Funerals are a twisted tribute. We sit on horribly uncomfortable benches in our most uncomfortable, colorless clothes in middle age settings listening to dark ages music moderated by people who, except for one day a week, do these things for living. These preachers and priests and rabbis talk about people they hardly know while reminding us that we need to get ready to meet the same fate.
Then we get in our cars and drive in line behind the hearse with our lights on to a park designed not for the living, but to stand, regardless of the weather, quietly and contemplate merits of a wooden versus metal coffins versus cremation or body donation, only to get back in our cars to go to a place where we drink, if we are lucky, and eat and tritely comfort each other by changing the subject.
Sure, there are some services where family and friends share stories.
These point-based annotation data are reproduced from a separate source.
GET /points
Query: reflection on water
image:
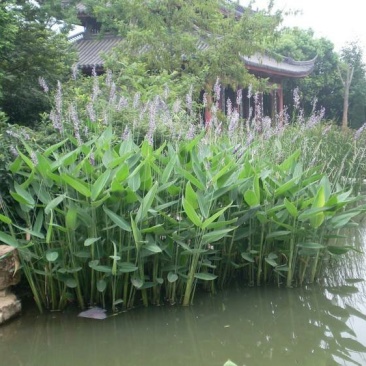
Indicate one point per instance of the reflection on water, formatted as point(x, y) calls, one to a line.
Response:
point(315, 325)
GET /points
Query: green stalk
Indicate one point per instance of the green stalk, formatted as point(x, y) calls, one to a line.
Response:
point(260, 260)
point(190, 280)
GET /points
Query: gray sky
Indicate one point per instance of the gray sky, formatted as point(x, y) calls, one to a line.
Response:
point(339, 21)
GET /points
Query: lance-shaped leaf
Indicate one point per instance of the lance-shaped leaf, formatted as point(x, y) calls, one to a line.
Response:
point(54, 203)
point(118, 220)
point(251, 198)
point(99, 184)
point(77, 184)
point(291, 208)
point(146, 203)
point(215, 235)
point(191, 213)
point(205, 276)
point(211, 219)
point(9, 240)
point(191, 196)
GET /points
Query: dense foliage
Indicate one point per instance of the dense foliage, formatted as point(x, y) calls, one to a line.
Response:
point(324, 83)
point(29, 49)
point(111, 219)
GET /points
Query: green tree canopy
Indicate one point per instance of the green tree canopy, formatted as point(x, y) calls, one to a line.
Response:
point(323, 83)
point(29, 49)
point(195, 37)
point(352, 56)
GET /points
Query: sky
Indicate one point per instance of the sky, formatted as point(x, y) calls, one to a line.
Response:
point(338, 21)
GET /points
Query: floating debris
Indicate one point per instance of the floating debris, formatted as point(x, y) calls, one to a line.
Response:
point(93, 313)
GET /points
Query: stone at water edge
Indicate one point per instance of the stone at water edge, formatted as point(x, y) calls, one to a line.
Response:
point(9, 307)
point(9, 275)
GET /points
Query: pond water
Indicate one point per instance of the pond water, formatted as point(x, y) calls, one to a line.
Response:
point(318, 325)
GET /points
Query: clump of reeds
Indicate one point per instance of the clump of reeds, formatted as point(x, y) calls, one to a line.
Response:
point(141, 201)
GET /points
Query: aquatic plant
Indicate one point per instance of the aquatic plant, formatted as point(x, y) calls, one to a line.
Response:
point(100, 219)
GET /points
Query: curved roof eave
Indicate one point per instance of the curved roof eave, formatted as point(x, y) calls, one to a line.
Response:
point(283, 67)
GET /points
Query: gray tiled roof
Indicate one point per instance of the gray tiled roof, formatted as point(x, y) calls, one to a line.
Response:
point(91, 50)
point(284, 66)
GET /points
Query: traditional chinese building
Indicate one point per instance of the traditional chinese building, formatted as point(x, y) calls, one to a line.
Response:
point(92, 48)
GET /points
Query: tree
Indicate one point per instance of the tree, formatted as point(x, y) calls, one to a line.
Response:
point(323, 83)
point(30, 49)
point(354, 82)
point(187, 37)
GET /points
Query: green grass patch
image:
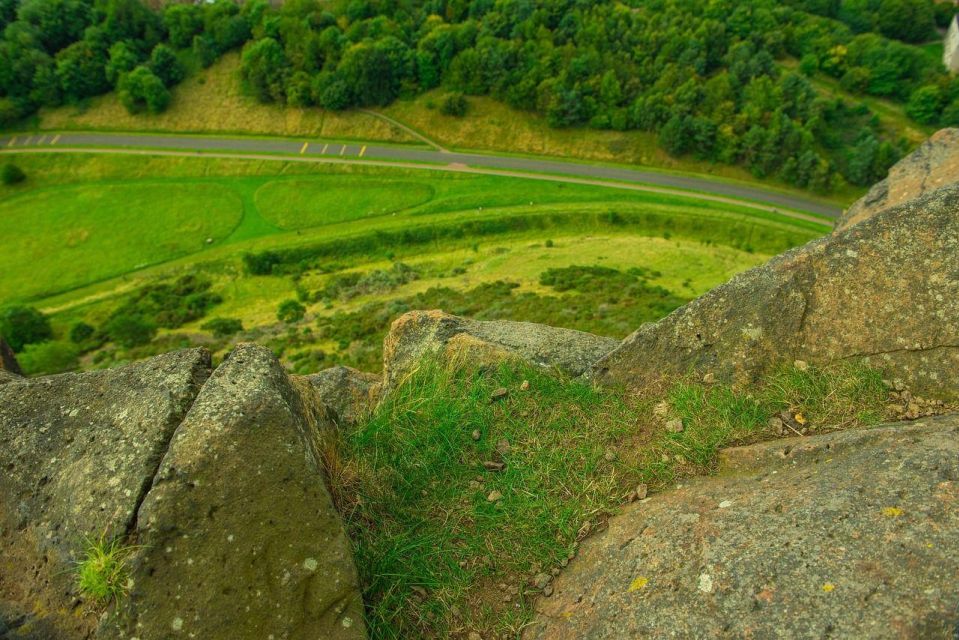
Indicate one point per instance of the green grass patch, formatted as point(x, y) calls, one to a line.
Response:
point(298, 204)
point(102, 574)
point(446, 546)
point(59, 238)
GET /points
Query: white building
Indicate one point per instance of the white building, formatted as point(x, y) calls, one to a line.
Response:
point(950, 54)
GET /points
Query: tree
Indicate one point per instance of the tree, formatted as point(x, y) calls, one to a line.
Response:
point(141, 90)
point(290, 311)
point(20, 326)
point(11, 174)
point(166, 66)
point(263, 68)
point(926, 104)
point(130, 331)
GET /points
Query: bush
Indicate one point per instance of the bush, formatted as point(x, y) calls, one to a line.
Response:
point(12, 174)
point(291, 311)
point(454, 104)
point(130, 331)
point(21, 326)
point(223, 327)
point(49, 357)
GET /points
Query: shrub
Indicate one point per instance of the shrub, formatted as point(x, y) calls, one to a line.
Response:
point(12, 174)
point(223, 327)
point(454, 104)
point(21, 326)
point(291, 311)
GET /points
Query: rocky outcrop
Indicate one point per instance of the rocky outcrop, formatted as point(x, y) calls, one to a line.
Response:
point(78, 453)
point(935, 164)
point(8, 361)
point(846, 535)
point(348, 393)
point(214, 478)
point(421, 334)
point(885, 290)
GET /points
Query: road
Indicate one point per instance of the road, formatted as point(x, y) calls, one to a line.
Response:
point(373, 153)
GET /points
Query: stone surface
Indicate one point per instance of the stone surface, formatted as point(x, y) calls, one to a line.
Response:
point(8, 361)
point(239, 535)
point(78, 452)
point(846, 535)
point(885, 290)
point(935, 164)
point(419, 334)
point(347, 392)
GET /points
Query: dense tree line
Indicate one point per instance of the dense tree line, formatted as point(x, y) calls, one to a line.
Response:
point(63, 51)
point(725, 80)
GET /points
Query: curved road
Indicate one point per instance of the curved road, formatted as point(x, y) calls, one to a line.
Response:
point(320, 150)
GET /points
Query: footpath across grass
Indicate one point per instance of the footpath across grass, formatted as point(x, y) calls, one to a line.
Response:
point(462, 506)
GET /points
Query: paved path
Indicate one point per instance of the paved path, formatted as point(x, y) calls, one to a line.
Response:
point(314, 149)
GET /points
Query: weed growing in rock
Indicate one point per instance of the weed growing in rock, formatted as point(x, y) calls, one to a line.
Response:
point(102, 573)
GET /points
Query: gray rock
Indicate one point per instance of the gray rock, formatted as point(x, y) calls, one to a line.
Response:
point(8, 361)
point(78, 452)
point(348, 393)
point(239, 535)
point(885, 290)
point(935, 164)
point(846, 535)
point(420, 334)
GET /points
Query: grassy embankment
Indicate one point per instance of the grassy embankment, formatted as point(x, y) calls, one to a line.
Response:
point(488, 126)
point(460, 234)
point(446, 547)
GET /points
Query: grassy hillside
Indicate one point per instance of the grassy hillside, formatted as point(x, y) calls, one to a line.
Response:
point(91, 237)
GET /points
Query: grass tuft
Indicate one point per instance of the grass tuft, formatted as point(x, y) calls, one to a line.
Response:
point(102, 575)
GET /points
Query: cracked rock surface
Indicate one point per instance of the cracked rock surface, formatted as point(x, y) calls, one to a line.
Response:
point(77, 454)
point(846, 535)
point(885, 290)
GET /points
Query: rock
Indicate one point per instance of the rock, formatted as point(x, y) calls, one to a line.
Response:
point(78, 453)
point(419, 334)
point(499, 394)
point(8, 361)
point(848, 535)
point(238, 535)
point(348, 393)
point(843, 296)
point(935, 164)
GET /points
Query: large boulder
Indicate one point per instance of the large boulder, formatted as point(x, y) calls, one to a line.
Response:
point(846, 535)
point(422, 334)
point(885, 290)
point(78, 453)
point(238, 535)
point(935, 164)
point(349, 394)
point(8, 361)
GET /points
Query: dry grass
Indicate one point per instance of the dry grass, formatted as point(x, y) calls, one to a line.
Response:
point(211, 101)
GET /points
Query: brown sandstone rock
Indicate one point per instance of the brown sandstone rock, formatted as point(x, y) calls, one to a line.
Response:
point(886, 290)
point(239, 535)
point(846, 535)
point(77, 453)
point(935, 164)
point(420, 334)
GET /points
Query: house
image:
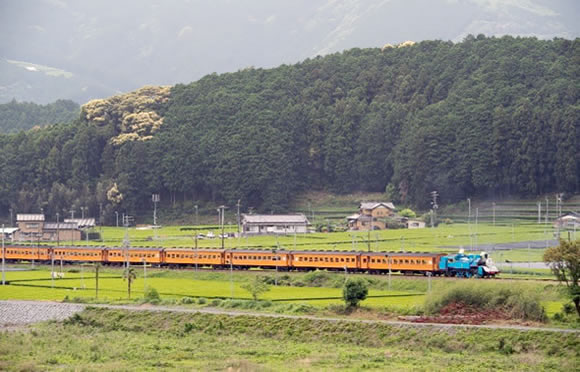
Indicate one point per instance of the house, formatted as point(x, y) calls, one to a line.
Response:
point(415, 224)
point(82, 223)
point(30, 226)
point(569, 220)
point(62, 231)
point(371, 216)
point(256, 224)
point(9, 233)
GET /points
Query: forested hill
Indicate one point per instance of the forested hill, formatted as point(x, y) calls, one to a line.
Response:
point(484, 117)
point(15, 116)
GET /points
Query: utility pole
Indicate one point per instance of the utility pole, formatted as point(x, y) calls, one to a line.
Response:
point(155, 198)
point(434, 196)
point(238, 215)
point(468, 210)
point(97, 265)
point(126, 242)
point(3, 258)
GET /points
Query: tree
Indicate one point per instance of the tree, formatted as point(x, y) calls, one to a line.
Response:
point(409, 213)
point(354, 291)
point(564, 260)
point(256, 287)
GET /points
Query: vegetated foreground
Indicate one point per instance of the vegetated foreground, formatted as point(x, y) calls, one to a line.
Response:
point(123, 340)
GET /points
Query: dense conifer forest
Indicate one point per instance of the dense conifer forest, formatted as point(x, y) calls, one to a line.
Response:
point(489, 117)
point(16, 116)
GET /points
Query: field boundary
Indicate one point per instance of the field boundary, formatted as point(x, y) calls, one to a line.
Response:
point(27, 305)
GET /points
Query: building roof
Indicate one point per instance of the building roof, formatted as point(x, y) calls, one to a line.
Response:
point(373, 205)
point(298, 219)
point(8, 230)
point(81, 222)
point(29, 217)
point(60, 226)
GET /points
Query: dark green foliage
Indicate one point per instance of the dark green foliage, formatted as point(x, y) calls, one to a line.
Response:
point(520, 302)
point(354, 291)
point(487, 116)
point(17, 116)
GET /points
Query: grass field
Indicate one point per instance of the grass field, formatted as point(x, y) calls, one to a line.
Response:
point(100, 339)
point(445, 238)
point(318, 290)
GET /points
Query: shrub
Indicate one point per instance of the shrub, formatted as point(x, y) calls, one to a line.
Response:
point(187, 300)
point(354, 291)
point(519, 301)
point(151, 295)
point(202, 301)
point(256, 287)
point(317, 278)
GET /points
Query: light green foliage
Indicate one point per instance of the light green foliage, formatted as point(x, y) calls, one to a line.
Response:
point(354, 291)
point(122, 340)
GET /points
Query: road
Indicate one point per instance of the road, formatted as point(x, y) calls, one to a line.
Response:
point(17, 312)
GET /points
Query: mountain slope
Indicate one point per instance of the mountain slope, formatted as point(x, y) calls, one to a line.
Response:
point(108, 47)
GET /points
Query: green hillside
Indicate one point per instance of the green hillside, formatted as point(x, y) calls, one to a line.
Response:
point(484, 118)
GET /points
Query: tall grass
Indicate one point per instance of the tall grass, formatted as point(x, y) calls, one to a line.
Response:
point(518, 300)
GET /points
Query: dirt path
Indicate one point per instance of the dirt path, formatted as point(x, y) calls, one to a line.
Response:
point(14, 312)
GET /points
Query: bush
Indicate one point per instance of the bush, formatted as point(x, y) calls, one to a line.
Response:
point(354, 291)
point(519, 301)
point(151, 295)
point(317, 278)
point(202, 301)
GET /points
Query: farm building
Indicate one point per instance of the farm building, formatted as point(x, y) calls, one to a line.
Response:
point(29, 226)
point(8, 233)
point(371, 216)
point(256, 224)
point(32, 227)
point(569, 220)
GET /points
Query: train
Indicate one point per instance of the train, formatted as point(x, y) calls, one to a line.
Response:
point(435, 264)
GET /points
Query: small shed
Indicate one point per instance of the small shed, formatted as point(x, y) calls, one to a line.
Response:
point(256, 224)
point(568, 220)
point(8, 233)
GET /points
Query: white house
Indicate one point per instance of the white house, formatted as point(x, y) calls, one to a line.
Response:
point(256, 224)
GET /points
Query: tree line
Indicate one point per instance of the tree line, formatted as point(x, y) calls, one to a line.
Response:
point(16, 116)
point(489, 117)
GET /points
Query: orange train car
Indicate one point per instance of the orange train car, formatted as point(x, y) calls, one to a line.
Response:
point(257, 258)
point(325, 260)
point(187, 256)
point(78, 254)
point(154, 256)
point(408, 263)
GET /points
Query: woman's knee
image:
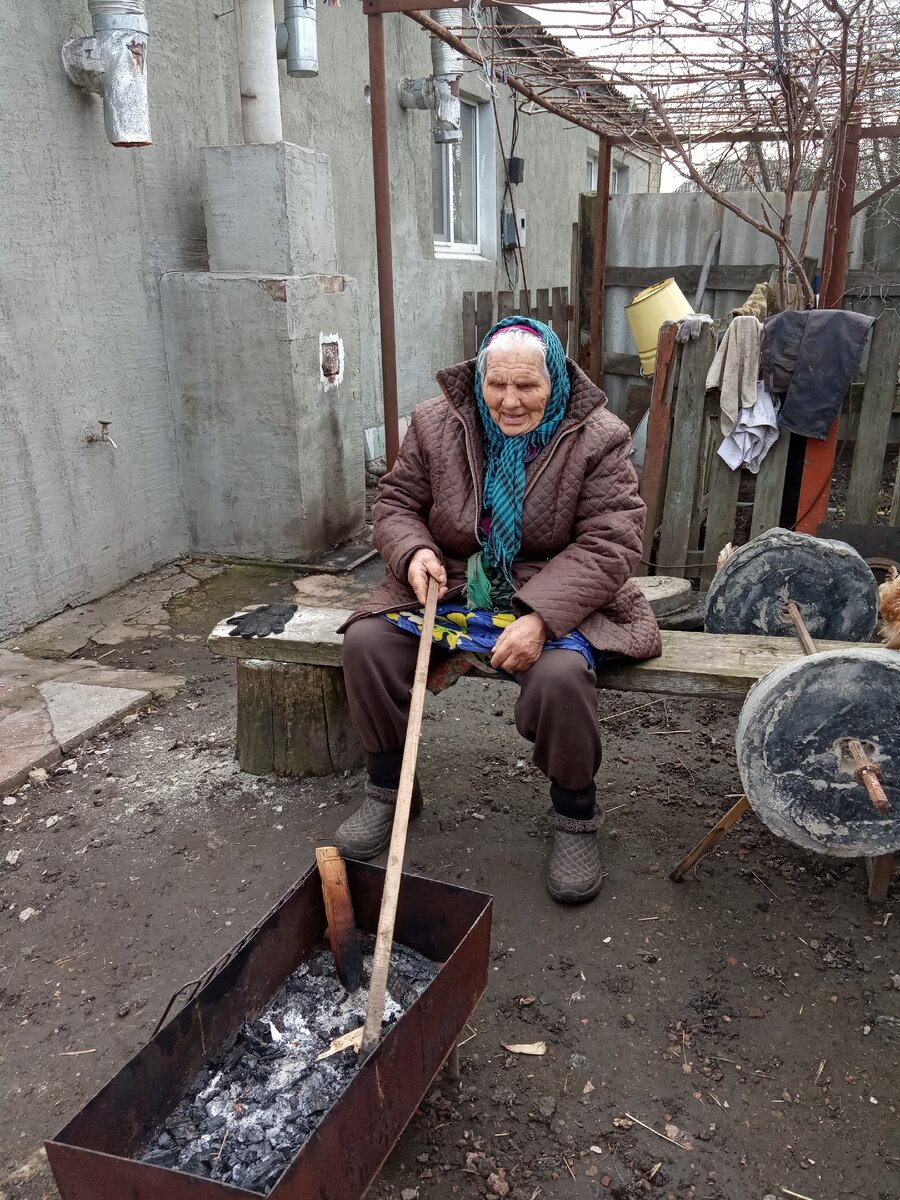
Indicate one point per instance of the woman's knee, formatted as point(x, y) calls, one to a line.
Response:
point(372, 641)
point(561, 672)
Photos are displayed. Favorite music added. Flowers are tossed. Bagpipers play. Rifles are fired. Statues unveiled. Jets overfly. And checks are written to favorite causes. But for most of us, we sit silently sad and uncomforted. The innovations for this tired ritual are minimum and mundane. Online obits. Memories on DVD and YouTube. Stories of sadness on Facebook. Virtual cemeteries.
Joe was a very good person. Joe was a renaissance man. Joe was loved and will be missed. Joe did accomplish much. Traveled widely. Mentored many. Entertained more. Created wealth and enriched others. Made many laugh. Joe deserved better, but what?